Award (A1) for local minimum in the first quadrant. (A1)(A1)(A1)(ft)(A1)
(ii) Tangent to curve drawn at approximately x = 1 (A1)(A1)
Note: Award (A1) for a line tangent to curve approximately at x = 1. Must be a straight line for the mark to be awarded. Award (A1)(ft) for line passing through the origin. Follow through from their answer to part (d).
[6 marks]
(0.737, 2.53) ((0.736806..., 2.52604...)) (G1)(G1)
Notes: Do not penalize for lack of parentheses if already penalized in (e).
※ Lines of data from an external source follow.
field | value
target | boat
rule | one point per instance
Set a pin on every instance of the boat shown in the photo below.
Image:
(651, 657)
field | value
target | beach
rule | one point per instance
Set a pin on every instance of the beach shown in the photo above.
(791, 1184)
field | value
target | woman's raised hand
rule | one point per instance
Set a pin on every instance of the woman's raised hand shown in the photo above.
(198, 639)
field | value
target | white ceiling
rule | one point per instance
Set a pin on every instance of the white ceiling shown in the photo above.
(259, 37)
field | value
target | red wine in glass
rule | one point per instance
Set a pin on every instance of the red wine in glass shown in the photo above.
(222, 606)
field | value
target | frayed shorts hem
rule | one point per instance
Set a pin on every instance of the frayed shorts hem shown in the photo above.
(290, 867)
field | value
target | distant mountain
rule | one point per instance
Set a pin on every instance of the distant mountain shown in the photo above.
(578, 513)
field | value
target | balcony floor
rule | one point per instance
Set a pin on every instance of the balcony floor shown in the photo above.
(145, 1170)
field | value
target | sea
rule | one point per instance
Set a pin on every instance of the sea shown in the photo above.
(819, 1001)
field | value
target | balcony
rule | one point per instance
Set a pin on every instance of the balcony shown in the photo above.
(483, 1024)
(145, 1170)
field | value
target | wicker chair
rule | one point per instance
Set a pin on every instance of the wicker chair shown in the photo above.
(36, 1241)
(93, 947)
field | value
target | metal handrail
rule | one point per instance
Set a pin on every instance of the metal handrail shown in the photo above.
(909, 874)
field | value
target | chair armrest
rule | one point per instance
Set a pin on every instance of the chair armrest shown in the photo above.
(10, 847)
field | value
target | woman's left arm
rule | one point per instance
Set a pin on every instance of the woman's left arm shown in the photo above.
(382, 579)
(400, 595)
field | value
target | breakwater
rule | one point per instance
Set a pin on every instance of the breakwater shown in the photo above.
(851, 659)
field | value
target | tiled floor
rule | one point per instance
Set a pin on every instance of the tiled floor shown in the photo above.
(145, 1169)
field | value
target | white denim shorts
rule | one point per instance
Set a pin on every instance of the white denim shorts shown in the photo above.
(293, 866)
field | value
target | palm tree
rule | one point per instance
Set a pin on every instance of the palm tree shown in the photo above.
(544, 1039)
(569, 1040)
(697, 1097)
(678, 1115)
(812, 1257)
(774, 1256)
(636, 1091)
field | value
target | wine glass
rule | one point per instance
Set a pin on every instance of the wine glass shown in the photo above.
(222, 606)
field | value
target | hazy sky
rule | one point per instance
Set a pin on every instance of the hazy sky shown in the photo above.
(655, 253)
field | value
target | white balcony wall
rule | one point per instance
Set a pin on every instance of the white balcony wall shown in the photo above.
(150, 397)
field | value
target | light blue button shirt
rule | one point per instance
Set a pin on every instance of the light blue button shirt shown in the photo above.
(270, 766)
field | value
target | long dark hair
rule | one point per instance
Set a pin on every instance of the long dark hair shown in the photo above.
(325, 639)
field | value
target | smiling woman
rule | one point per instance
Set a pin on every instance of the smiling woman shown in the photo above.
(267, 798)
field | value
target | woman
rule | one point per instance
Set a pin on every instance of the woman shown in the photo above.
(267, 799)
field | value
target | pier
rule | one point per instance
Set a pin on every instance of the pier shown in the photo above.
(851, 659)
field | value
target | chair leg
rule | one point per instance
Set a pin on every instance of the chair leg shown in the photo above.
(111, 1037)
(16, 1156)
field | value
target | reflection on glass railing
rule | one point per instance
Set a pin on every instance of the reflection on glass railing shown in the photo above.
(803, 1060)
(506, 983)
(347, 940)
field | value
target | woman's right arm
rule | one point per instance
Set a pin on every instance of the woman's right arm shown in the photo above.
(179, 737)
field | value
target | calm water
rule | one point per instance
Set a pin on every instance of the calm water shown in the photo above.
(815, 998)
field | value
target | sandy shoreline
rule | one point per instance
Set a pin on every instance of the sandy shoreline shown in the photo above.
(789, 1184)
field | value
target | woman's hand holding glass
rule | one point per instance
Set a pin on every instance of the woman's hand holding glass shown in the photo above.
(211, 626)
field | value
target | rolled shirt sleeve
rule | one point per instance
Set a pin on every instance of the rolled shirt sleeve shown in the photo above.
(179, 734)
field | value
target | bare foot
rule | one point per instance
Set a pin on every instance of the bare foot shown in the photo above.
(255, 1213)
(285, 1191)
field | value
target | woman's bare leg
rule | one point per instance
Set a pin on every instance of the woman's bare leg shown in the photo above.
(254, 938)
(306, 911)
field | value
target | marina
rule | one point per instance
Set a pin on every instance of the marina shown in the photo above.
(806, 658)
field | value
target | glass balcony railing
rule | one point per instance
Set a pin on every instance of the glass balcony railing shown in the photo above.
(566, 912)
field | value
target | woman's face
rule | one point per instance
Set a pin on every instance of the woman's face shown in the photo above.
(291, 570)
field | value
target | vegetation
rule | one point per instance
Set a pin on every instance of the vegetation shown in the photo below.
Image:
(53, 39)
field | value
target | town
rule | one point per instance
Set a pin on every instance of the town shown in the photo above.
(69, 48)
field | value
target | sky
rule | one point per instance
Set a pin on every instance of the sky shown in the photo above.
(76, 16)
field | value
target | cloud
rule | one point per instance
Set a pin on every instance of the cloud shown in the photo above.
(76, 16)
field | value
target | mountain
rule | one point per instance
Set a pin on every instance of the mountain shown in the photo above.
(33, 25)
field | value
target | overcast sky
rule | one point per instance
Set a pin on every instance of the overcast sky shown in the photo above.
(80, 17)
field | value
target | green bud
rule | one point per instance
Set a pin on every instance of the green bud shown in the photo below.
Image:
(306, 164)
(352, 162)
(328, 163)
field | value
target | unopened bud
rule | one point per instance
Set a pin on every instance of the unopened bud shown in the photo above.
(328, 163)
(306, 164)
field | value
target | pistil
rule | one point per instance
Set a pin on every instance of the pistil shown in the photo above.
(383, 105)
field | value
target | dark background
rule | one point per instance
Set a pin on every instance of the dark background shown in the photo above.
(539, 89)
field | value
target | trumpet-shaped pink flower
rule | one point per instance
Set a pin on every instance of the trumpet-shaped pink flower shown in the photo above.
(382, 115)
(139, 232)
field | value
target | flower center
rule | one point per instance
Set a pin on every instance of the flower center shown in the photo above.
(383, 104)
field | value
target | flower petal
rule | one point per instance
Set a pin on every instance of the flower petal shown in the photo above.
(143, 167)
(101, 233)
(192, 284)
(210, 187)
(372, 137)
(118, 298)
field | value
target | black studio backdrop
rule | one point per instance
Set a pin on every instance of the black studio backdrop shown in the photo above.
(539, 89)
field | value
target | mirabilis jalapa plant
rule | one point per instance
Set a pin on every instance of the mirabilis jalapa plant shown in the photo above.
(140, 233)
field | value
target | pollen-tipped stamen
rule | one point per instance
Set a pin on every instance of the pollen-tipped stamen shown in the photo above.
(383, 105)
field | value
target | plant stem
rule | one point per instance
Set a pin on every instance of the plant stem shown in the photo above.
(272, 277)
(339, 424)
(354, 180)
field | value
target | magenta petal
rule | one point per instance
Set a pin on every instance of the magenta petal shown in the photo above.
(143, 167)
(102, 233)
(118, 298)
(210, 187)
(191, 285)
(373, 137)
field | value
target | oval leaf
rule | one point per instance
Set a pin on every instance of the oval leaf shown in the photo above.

Accept x = 0.737, y = 2.53.
[2 marks]
0.737 < x < 5 OR (0.737;5) (A1)(A1)(ft)
Notes: Award (A1) for correct strict or weak inequalities with x seen if the interval is given as inequalities, (A1)(ft) for 0.737 and 5 or their value from part (g).
[2 marks]
Examiners report
This question was moderately well answered. The concept of vertical asymptote in part (a) seemed to be problematic for a great number of candidates. In many cases students showed partial understanding of the vertical asymptote but found it difficult to write a correct equation.
This question was moderately well answered. The concept of vertical asymptote in part (a) seemed to be problematic for a great number of candidates. In many cases students showed partial understanding of the vertical asymptote but found it difficult to write a correct equation. Finding the derivative in part (b) proved problematic as well. It seems that the presence of the parameter b in the function may have contributed to this.
This question was moderately well answered. In part (c) a great number of students substituted b = 5 in the equation of the function instead of substituting it in the equation of their derivative.
This question was moderately well answered. Very few students used the GDC to find the equation of the tangent at x = 1 in part (d).
This question was moderately well answered. Good use of the GDC was seen in part (e), although some students wrote the x-coordinates of the point of intersection and neglected to write the y-coordinate.
This question was moderately well answered. The sketch in part (f) was, for the most part, not well done. Often the axes labels were missing. Very few tangents to the curve at the correct point were seen. Often the intended tangent lines intersected the curve, which shows that candidates either did not know what a tangent is or did not make sense of the sketch.
This question was moderately well answered. Good use of the GDC was shown in part (g) for finding the coordinates of the minimum point.
This question was moderately well answered. Few acceptable answers were given in part (h).